Случалось часто – чей-то однотомник, достойно представляющий поэта - нагроможденье и циклов всевозможных, да и смыслов, такое слово есть – противосмыслов, картина эволюции – не сплава, скольжения, метания по жизни, но это не в упрек. Так не единожды у вышек буровых (по роду службы) мне встречались керны – из скважин извлеченный срез напластований земных глубин – от палеозойской эры до палеолита, от угольных пропластков до пород пустопорожних...

Но если не страшиться вычурности слова, от аналогий геологических не удаляться – поэзия Эфраима Бауха, собрание его стихотворений – как массив, возвышенный по сути, по строенью, по пространству, по срезу керна – строго однородный, но разнообразный, многоцветный, но не разноперый, не разнопластный, не разноголосый, а, уточню настойчиво, – еврейский.

Эфраим Баух удачно и мастерски собрал, сосредоточил, соединил, сплавил под одной обложкой, в единой архитектурной конструкций стихи, бережно сохранив хронологию их написания, сорокалетие вобравшую, впрочем, изрядную и внушительную часть составляют стихотворения которые, кажущиеся сегодня безобидными, попав в прокурорские доследования, могли стоить автору лишения свободы или жизни, что в то безвременье было однозначно именно из-за своей еврейской принадлежности или наполненности, оттого в содержании сдержанно и лаконично обозначены: «Стихотворения, не вошедшие в книги» – «Отрочество», «Тавриды», «Хроника безвременья».

Для меня, впервинку и только что прочитавшему, а затем уже перечитавшему многократно его собрание стихотворений, оно воспринято как монолог поэта, как слово или речь, ко мне лишь обращенная, да и к себе, автору, – позволю ему, при жадности моей и ненасытности к стихам, достойным и высоким, с собою милостиво поделиться.

И что ещё – так для меня не понято, и странно, и чудно – при чтении его стихов, вмиг ими восхищён и заворожен, проглатывая с пылу ворох строк, и при занудности назойливой своей не замечаю я и отвлекаюсь – от знаковых законов мастерства Эфраима Бауха: налаженной размеренности ритма, желанного движенья ассонансов, ко сроку детонирующих рифм.
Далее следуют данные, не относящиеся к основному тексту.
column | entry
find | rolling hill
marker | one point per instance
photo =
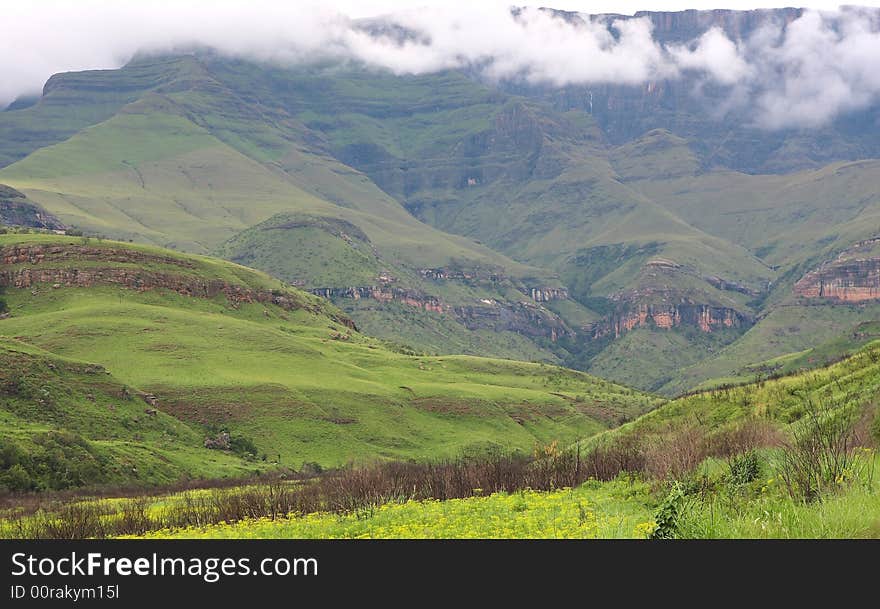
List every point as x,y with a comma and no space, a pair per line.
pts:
143,357
632,232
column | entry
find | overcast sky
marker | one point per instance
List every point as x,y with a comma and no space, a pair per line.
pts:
804,73
374,7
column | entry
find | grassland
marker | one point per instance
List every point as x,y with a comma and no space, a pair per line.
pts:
297,383
725,463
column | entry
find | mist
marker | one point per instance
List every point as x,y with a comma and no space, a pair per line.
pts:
801,74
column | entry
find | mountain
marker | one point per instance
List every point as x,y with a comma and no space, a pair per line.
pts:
145,362
634,232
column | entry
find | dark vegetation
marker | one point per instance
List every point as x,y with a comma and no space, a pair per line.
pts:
814,459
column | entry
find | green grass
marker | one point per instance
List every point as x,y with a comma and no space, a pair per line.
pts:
301,386
611,510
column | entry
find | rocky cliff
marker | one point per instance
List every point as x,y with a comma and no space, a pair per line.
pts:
854,276
528,319
17,210
34,265
706,318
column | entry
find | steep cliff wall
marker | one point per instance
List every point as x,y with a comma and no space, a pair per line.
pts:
706,318
842,281
528,319
32,265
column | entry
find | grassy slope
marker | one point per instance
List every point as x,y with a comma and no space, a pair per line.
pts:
284,381
620,508
209,166
74,415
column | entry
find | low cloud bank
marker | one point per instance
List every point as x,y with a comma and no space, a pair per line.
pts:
801,74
И в тот же час, печальный и отчаянный, и в те же дни, нанизанные извне, из Вечности, где их, поди, без счета, и только нам отмерены не густо, – поэт Эфраим Баух – упрямый, дерзкий, молодой, проходит по стране, которую теперь зовем страной Исхода, – от кишиневских улиц, помнящих погромы, от киевских каштанов шумных до Домского концертного собора, от прибайкальской станции Смолянки до крымских камней Демерджи-яйлы, и пишет жадно новые стихи, – но сквозь красоты сотканных пейзажей, сквозь точные детали утлых будней, сквозь шквал морской волны, сравнимой с волнами судьбы, – он, не таясь уже, записывает строки, хотя и скрытничает порою, как подпольщик, а он и. был тогда подпольщик – он поступал лишь в тайне от властей:

«...Спят пастухи, в кошарах спят овечки. /В палатку заползаю, как сурок, – / Читать псалмы при слабом свете свечки / и знать, что говорит со мною Бог /...»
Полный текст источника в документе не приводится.